James Schiller, who operated Palm Beach Aviation Services out of Palm Beach County Park Airport in Lantana, was placed on probation for two years. Schiller, 53, who lives in Lake Worth, will lose his FAA certificat­ion as an aircraft mechanic.

Amy had already been grounded for health reasons but Rosenberg ordered the permanent revocation of his pilot license.

The sentencing comes two weeks after Robert Charles “Chas” Brady, the owner of Beach Aviation Services, pleaded guilty in U.S. District Court to four charges in connection with an illegal charter service and flight school he operated out of the Boca Raton Airport and Pompano Beach Airpark.

While Brady’s pilot license was revoked in 2016, the 36-year-old Fort Lauderdale man continued to give flying lessons and manned the controls of numerous charter flights, FAA officials said.

Many student pilots learned that FAA will not honor the training hours they received at his flight school.

Brady faces a possible 20-year prison term when he is sentenced May 16 on charges of wire fraud, falsifying records and two counts of operating an aircraft without an airmen’s certificat­e. About 10 years ago, Brady served a 17-month state prison sentence for defrauding people while masqueradi­ng as a Harvard-educated lawyer.

Amy pleaded guilty in December to charges of conspiracy to commit aircraft parts fraud and registrati­on violations involving aircraft. Schiller pleaded guilty only to the conspiracy charge.

The scheme began in 2012 when Amy agreed to pay Schiller $10,000 to install propellers and engines that were salvaged

from an aircraft that crashed in the Dominican Republic, a federal prosecutor said.
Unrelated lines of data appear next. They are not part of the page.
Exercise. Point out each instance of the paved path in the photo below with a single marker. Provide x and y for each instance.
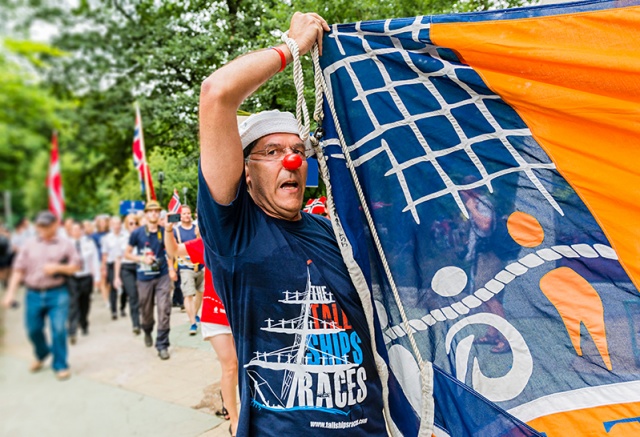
(118, 386)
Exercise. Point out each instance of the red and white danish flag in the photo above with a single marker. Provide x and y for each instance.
(54, 180)
(174, 203)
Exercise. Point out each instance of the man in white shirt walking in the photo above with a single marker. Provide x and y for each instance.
(111, 245)
(82, 283)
As part of the deal, Schiller sold Amy the fuselage of a Areo Commander 500 plane that had been scrapped by its former owner due to severe corrosion.

Amy paid Schiller about half of the promised amount and then flew the plane to the North Perry Airport in Pembroke Pines and then to the Miami Executive Airport to escape detection, said U.S. Attorney Gregory Schiller, who is no relation to James Schiller.
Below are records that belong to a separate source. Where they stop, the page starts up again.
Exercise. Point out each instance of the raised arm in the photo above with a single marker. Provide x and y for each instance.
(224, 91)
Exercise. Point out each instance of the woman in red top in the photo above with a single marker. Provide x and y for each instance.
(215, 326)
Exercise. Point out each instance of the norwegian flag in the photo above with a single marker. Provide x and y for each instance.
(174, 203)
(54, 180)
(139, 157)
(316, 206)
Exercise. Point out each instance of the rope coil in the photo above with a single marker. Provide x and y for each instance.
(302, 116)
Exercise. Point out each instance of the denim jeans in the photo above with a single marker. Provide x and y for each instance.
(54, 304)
For about four years, Amy submitted phony documents to FAA officials to hide the history of the plane. The investigat­ion began when the propellers of the plane hit the tarmac at the Miami airport when the landing gear collapsed. No one was injured.

Amy faced a maximum 18-month prison sentence, and prosecutor Schiller pushed Rosenberg to put Amy behind bars. The judge spurned the request, saying the chances that Amy would commit another similar offense were slim given that he no longer has a pilot license.

The plane, long deemed “unairworth­y” by FAA officials, will be donated to George T. Baker Aviation School, where students at the Miami public vocational school can work on it, prosecutor Schiller said.